According to Martin, this year the swarms are coming slightly earlier than their typical Mother's Day appearance. 

"If you see hundreds and hundreds in the house, there may be a problem," Martin said. 

ALSO: Giant oak tree crashes into Lakeview yard, termite damage the cause, homeowner says

Hundreds or thousands inside your home could mean you have a colony in your walls. Swarmers are reproductive termites looking to migrate from the current colony they are in and start a new one. If you see 30 or so termites in your home, they're likely swarmers from outside -- just make sure you aren't offering a water source for them to start a new colony. 

"Gutters, leaking ice maker, leaking roof," are a few things that could attract the termites to make colonies. 

If you are experiencing swarmers within your home, other than a fly swatter, J&J Exterminating recommends staying away from using any bug spray or any pesticide. The best bet is to let a qualified termite inspector come out and look at the situation and make a recommendation on what is discovered upon inspection.

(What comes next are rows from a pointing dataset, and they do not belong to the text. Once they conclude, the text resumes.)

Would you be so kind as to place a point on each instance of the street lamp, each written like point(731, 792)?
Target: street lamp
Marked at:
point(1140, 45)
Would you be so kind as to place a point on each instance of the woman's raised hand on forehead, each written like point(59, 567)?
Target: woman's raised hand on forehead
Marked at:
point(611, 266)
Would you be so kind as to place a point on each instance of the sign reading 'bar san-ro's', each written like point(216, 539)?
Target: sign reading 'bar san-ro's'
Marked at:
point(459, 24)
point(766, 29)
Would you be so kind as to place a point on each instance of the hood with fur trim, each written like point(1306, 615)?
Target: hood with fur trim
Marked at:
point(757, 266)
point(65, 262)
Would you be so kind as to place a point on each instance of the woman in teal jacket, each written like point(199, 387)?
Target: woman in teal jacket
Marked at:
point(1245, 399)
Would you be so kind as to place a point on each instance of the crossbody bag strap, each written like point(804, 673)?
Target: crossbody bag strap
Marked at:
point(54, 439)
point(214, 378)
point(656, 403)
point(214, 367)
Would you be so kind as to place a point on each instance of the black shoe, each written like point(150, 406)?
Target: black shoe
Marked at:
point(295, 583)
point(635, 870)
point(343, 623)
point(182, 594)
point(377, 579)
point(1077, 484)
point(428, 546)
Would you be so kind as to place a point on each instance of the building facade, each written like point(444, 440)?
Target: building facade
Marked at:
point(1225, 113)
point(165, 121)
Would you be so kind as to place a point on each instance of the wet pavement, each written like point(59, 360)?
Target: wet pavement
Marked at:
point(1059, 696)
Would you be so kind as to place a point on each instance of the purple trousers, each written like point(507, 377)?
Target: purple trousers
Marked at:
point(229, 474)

Martin recommends getting a liquid barrier treatment at least every 10 years and checking your homes now -- while you can.

"Take a walk around your home. See if you see a shelter tube, are termites coming from a tree stub next to your yard," Martin said. 

ALSO: They found the 'holy grail' of bees and it's terrifying

In the French Quarter, homes are especially susceptible to problems with termites. It's where the Formosan termites came in during World War II, so there's a heavy population there. Plus, shared walls help the termites spread from one house to the other.

"Smuggled themselves onto a ship," Anderson laughed. 

That's why she has professionals check her home regularly.

"They come and spray and then I'm worry free for a little while," Anderson said. 

Termite season typically lasts about a month, so plan on seeing a few more swarms over the next couple weeks. Martin expects termite season to end by early June.